Testing cloud services – Availability/continuity testing
Availability and continuity are terms that can cause confusion when used next to each other. Availability is about a part of the IT landscape, such as a service. Continuity is about the process that uses it. Availability is a precondition for continuity. For instance, the continuity of the invoicing process depends on the availability of the email service to send invoices.
The continuity of processes is key (also known as business continuity and business reliability), and the following questions need to be answered: How often does a disruption occur, how fast is it resolved, and what damage has this disruption caused? To reach high service availability, a duplicated setup is needed so when a failure occurs, a spare part can take over the function of the failing part (failover or fallback). These mechanisms are (luckily) rarely used, so it is uncertain whether they actually work. However, the impact is large, so testing is crucial.
When there is a continuity failure, it is usually the service failure that is considered. However, the continuity of business processes can also be disrupted when a supplier alters the behavior of the service. Sometimes these can be predicted by previously announced changes.

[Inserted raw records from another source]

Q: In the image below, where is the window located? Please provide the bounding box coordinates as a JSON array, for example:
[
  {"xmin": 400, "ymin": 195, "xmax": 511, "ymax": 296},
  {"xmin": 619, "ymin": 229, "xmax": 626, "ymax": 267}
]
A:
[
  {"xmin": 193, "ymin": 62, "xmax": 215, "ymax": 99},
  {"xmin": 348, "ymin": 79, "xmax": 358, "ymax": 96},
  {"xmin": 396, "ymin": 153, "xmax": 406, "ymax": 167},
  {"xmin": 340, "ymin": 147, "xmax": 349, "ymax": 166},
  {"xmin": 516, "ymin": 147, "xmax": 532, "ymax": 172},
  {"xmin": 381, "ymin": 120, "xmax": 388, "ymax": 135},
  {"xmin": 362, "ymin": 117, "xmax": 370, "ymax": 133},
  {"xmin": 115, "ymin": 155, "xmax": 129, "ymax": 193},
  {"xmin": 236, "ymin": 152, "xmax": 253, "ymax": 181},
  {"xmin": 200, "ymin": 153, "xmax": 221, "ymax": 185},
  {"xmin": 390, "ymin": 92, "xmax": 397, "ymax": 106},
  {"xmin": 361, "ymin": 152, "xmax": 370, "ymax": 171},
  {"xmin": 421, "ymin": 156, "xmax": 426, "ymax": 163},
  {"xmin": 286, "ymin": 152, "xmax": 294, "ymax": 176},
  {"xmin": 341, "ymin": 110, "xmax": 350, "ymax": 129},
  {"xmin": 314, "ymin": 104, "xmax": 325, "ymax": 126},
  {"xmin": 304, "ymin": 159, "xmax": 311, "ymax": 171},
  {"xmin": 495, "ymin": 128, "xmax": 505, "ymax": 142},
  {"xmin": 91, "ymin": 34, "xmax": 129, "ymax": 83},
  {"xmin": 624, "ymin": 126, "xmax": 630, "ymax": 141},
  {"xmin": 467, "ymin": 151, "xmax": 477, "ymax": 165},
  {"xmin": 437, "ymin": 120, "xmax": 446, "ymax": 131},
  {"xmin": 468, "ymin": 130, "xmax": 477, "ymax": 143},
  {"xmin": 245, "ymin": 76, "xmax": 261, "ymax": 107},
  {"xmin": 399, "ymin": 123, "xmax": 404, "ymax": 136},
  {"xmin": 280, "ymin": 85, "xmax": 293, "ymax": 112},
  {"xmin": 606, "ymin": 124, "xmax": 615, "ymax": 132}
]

In addition to changes in the service, other events can occur that cause continuity to be in jeopardy. In the selection and implementation stages, what-if scenarios can be worked out during risk analysis. For example, what happens to the data when a supplier or the customer goes bankrupt or when there is a business conflict? With major business risks, testing or simulating what-if scenarios is a measure to be considered.
Checklist test measures ‘availability/continuity testing’
- 5.5.1 Failure Mode and Effect Analysis
- Find possible failure modes (failing mechanisms) in the production situation.
- Determine possible causes of failing mechanisms.
- Determine the severity of possible (damaging) impact of the failure.
- Design measures to discover and prevent the failure.
- 5.5.2 The role of architecture
- 5.5.3 Hardware reliability
- 5.5.4 Software reliability; examples:
- Unexpected input (syntax test)
- Closing user interface without logging off
- Not working according to standard workflow (skipping steps, re-executing steps)
- Simultaneously performing conflicting actions on different resources
- Stopping actions in different places
- (Paas) Rolling out the wrong software (can it be reversed?)
- (Paas) Accidentally throwing away files
- (IaaS) Accidentally changing infrastructure
- (IaaS) Rolling out the wrong operating system
- 5.5.5 Guarantees and SLAsGuarantees
- SLAs on up&down time
- Mean time between failures (MTBF): how often a failure occurs.
- Mean time to repair/recovery (MTTR): how long it takes, on average, to resolve the failure.
- SLAs on up&down time
- 5.5.6 Impact of availability mechanisms
- 5.5.7 Internet and Internet connection
- 5.5.8 Testing failover
- The time it takes to detect the failure
- The time it takes to end the failure
- The time it takes to repair possible damage
- 5.5.9 Testing working offline